Entonces el teléfono sonó. Sheila se quitó las gafas y se puso a juguetear con ellas. Su frente estaba cubierta de pequeñas gotas de sudor. Estaba aterrada. Dejó que el teléfono continuara sonando unos segundos más. Por fin estiró la mano y cogió el auricular, dejándolo embadurnado de sudor.

Acercó el teléfono a la oreja mientras contenía la respiración. Escuchó con atención. Al otro lado de la línea no había más que silencio.

—¿Hola?—dijo Sue con un hilo de voz. Pensó en decir algo más, pero su boca se abría y se cerraba sin emitir sonido alguno. Su pecho subía y bajaba frenéticamente. Sus ojos estaban enrojecidos y a rebosar de lágrimas. Creyó que se iba a orinar encima de la enorme tensión.

Se escucharon unos crujidos al otro lado de la línea. Se le erizó el vello de la nuca. Los dedos que rodeaban el auricular se pusieron rígidos y se clavaron en el plástico con fuerza. Tenía las palmas de las manos más sudorosas que nunca.

Los crujidos disminuyeron paulatinamente de intensidad hasta cesar por completo. Hubo un momento de silencio. Sheila estaba de pie, con la cara desencajada por el terror, la boca entreabierta y los labios resecos, escuchando con atención. Las lágrimas corrían sin sentido por sus mejillas. Estaba muy concentrada intentando captar algo, cualquier cosa, al otro lado de la línea.

Entonces alguien comenzó a hablar entre murmullos, con la voz entrecortada. Volvieron los crujidos. Era imposible entender nada de lo que decía.

Sheila permanecía pegada al auricular. Las gruesas gotas de sudor se deslizaban por las palmas de sus manos y caían lentamente al suelo.

Era el tono de voz más desolador que había escuchado en su vida. La imagen de algo diminuto abrazándose los pies, balanceándose de un lado a otro apareció de repente en su cabeza. Aquellas imágenes rara vez tenían sentido.

Sheila gritó y soltó el teléfono de un golpe. Se alejó de un salto de la mesita de café. Se quedó mirando fijamente al teléfono, temiendo que pudiera volver a sonar en cualquier momento.

—¡Sheila!—llamó su madre desde el comedor.

Se había dejado caer al suelo. Estaba llorando. No podía quitarse la puñetera voz de la cabeza. Nunca había captado las emociones de los que estaban al otro lado de la línea. Solían ser voces monótonas diciendo frases inconexas. Pero aquello era distinto.
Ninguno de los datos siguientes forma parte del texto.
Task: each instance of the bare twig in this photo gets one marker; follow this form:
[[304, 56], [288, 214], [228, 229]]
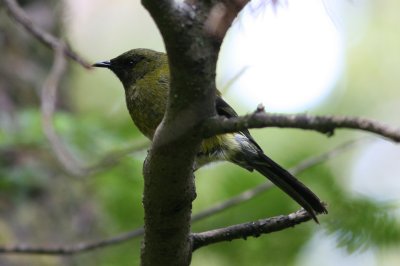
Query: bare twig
[[72, 165], [247, 195], [69, 250], [253, 192], [323, 124], [48, 100], [19, 15], [244, 230]]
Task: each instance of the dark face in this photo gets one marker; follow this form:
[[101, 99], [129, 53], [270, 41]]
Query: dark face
[[132, 65]]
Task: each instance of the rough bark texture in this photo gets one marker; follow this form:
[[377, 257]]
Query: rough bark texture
[[168, 170]]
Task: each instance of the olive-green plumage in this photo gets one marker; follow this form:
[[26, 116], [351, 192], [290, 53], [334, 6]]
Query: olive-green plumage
[[144, 74]]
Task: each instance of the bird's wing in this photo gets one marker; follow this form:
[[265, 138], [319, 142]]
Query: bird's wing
[[224, 109]]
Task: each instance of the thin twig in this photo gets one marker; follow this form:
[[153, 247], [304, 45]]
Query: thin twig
[[68, 160], [247, 195], [323, 124], [254, 229], [19, 15], [253, 192], [69, 250], [48, 101]]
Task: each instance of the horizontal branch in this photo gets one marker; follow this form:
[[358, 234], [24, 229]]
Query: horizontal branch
[[245, 230], [19, 15], [323, 124], [69, 250], [219, 207], [255, 191]]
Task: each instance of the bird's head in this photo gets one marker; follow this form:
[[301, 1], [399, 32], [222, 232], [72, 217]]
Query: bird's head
[[131, 66]]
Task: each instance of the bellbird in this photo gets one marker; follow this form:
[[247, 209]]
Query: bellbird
[[145, 76]]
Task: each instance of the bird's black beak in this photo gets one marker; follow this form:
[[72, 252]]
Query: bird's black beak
[[106, 64]]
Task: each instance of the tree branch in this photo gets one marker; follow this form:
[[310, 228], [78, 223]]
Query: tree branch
[[19, 15], [242, 197], [244, 230], [253, 192], [323, 124], [68, 160], [69, 250]]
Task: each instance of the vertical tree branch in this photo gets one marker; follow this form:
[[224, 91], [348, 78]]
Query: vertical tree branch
[[169, 182]]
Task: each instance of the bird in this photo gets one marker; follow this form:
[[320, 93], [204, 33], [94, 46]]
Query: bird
[[145, 76]]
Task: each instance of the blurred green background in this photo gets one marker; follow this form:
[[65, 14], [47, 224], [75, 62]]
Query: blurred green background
[[41, 204]]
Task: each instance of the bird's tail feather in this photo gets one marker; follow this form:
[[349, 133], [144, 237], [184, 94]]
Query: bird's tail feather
[[290, 185]]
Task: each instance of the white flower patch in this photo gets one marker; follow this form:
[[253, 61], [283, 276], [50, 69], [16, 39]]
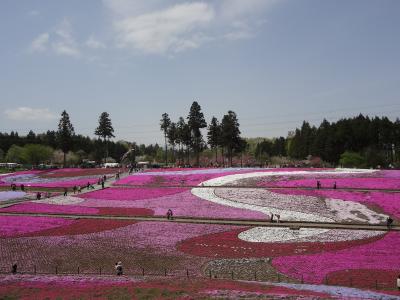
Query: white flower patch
[[229, 179], [208, 194], [353, 211], [265, 198], [61, 200], [269, 235]]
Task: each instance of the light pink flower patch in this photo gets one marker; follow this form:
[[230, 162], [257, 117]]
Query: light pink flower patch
[[388, 202], [131, 193], [182, 204], [15, 226], [184, 179], [362, 183], [31, 207], [380, 255]]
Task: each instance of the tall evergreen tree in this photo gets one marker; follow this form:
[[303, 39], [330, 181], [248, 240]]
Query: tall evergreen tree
[[65, 134], [230, 137], [165, 122], [214, 136], [196, 122], [172, 137], [105, 130]]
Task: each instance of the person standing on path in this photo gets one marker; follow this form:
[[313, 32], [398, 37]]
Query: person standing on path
[[398, 282]]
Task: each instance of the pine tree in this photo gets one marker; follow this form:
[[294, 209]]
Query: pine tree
[[230, 137], [65, 134], [196, 121], [172, 137], [214, 136], [165, 122], [105, 130]]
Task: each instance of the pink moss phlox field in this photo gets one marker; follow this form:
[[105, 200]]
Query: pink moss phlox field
[[388, 202], [131, 193], [20, 225], [382, 254], [182, 204], [9, 195], [178, 178], [363, 182], [163, 235], [30, 207]]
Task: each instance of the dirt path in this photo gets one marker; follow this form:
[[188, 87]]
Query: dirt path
[[294, 225]]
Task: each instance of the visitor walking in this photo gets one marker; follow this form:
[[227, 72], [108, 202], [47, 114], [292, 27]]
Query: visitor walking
[[170, 214], [398, 282], [14, 268], [318, 185], [278, 218], [118, 268], [389, 222]]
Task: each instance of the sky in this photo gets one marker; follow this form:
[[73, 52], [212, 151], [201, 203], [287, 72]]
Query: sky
[[273, 62]]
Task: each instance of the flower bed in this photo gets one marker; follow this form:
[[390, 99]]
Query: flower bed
[[81, 226], [182, 204], [361, 183], [40, 179], [14, 226], [83, 287], [381, 254], [5, 196], [32, 207], [178, 178], [76, 172], [131, 194], [389, 203], [228, 245]]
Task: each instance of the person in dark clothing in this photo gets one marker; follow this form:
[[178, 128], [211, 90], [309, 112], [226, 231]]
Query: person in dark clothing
[[389, 222], [14, 269], [169, 214]]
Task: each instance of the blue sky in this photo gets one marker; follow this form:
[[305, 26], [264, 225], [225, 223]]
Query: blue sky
[[273, 62]]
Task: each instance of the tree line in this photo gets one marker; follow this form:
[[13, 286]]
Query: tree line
[[187, 136], [64, 147], [359, 141]]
Se incorporó muy despacio, intentando recobrar la compostura. Con sumo cuidado, se acercó al teléfono y colocó bien el auricular, manipulando el aparato lo justo y necesario para no tocarlo demasiado. Se limpió las manos en la falda, se colocó las gafas en su sitio y se miró en el espejo. Aún tenía los ojos enrojecidos y las marcas que las lágrimas habían dejado en sus mejillas. Se secó la cara con el dorso de la mano, se peinó el flequillo con los dedos, apagó la luz, cerró la habitación con llave y bajó con cuidado las escaleras.

La voz del teléfono no dejó de reproducirse en su cabeza mientras pinchaba con el tenedor una de aquellas zanahorias que su madre había preparado para cenar.